Family Honour
A Spoken Movement production
artistic direction and choreography Kwame Asafo-Adjei
with Catrina Nisbett, Stefano A Addae, Kwame Asafo-Adjei
producer Deborah Bankole
dramaturg Morpheus
lighting Adam Carrée
sound composition Jack Hobbs, Stefano A Addae, Tyrone Isaac Stewart
Sadler's Wells, London • 14-15.Sep.22There's a big emotional wave surging through this remarkable hour-long performance piece, which recreates familiar settings with intent. As director, choreographer and dancer, Kwame Asafo-Adjei offers a striking point of view into social issues that are instantly recognisable, performed with precision and skill to bring out some very deep issues relating to expectations that come from families, cultures and religion.
The primary setting is a dinner table, where characters prowl around each other, evoking larger feelings. There are moments of tension, negotiation and many different expressions of domestic violence that confront the audience with the complexities of love, anger, grief and even survival. Performers Nisbett, Addae and Asafo-Adjei take on multiple roles to create a range of interactions with movements that seem to shift back and forward in time, using their full physicality in shapes that create powerful resonance.
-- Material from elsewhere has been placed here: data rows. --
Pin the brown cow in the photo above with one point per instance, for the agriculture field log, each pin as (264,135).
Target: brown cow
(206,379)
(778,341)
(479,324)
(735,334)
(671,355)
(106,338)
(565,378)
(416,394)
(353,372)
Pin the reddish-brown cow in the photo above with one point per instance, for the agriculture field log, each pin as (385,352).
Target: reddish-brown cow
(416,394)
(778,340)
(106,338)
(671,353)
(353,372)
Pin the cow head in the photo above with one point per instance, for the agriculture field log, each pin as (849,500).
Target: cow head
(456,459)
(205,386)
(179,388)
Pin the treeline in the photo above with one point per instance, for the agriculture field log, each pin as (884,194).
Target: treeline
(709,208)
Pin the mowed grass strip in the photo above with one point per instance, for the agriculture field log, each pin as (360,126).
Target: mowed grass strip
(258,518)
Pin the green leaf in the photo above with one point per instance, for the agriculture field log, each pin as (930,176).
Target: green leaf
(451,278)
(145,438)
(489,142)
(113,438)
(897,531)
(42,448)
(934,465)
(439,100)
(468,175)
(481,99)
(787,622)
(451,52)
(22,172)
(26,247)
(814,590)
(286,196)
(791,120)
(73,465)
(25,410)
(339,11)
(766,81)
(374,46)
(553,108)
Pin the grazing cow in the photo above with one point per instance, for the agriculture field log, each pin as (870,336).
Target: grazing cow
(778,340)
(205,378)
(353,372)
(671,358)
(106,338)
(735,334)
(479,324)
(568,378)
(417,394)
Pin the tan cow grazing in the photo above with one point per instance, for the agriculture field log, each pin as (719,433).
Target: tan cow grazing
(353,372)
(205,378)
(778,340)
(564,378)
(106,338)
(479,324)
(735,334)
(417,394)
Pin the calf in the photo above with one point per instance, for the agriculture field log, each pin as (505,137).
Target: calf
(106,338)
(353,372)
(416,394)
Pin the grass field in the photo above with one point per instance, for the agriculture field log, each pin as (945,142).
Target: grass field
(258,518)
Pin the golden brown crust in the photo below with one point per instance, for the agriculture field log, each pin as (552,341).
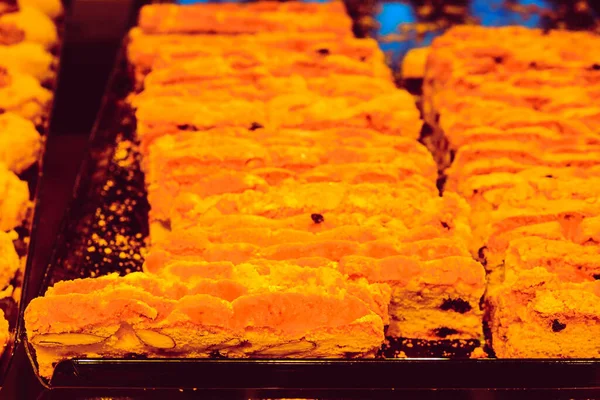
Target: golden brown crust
(246,18)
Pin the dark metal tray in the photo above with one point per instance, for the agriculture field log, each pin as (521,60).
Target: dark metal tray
(109,204)
(26,240)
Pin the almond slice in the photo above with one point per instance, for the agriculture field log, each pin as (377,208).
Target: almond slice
(66,339)
(155,339)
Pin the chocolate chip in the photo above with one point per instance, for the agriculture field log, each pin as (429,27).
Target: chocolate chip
(444,332)
(557,326)
(317,218)
(458,305)
(481,255)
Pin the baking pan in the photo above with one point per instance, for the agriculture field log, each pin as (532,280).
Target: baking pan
(26,240)
(106,225)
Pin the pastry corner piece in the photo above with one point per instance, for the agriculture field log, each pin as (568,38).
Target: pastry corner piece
(536,315)
(4,331)
(156,317)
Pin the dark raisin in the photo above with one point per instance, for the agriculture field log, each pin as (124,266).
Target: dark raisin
(135,356)
(458,305)
(317,218)
(557,326)
(444,332)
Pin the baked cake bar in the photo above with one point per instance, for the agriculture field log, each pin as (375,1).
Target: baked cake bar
(293,212)
(392,113)
(518,109)
(148,52)
(537,314)
(236,313)
(246,18)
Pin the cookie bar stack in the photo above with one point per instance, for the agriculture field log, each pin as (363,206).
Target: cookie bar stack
(291,203)
(28,37)
(520,110)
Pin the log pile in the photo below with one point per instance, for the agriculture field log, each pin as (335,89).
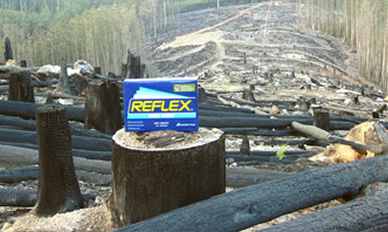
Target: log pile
(236,117)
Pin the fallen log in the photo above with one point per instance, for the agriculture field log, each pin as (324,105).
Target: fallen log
(18,122)
(31,125)
(31,172)
(293,154)
(241,177)
(368,213)
(26,197)
(243,208)
(87,154)
(17,197)
(11,156)
(27,110)
(218,122)
(13,175)
(261,159)
(78,142)
(329,138)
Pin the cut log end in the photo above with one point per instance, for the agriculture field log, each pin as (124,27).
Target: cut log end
(148,181)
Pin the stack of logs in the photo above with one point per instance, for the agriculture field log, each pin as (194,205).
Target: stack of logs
(227,212)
On a blank stage flanked by audience members who are encouraged not to just be observers, the performers work with tables, chairs, bowls, windows and doors, deploying them in unexpected ways to shift the attention and provide surprising impact. Their stylised physicality feels both expressive and exact, almost cinematic in the way it speeds up, slows down and echoes around itself, as if what we're watching has been edited somehow for maximum effect.In addition to exploring how people manipulate and control each other in relationships, moments set in churches depict religious impulses that reflect joy, doubt and condemnation. As the thrumming soundscape adds a remarkably visceral tone to everything, there are also bursts of speech along the way, including preachers sermonising, pointed dialog and some poetic musings. None of this tells the audience how to interpret what's on stage, but it all works together to paint a picture that carries a strong punch to the gut.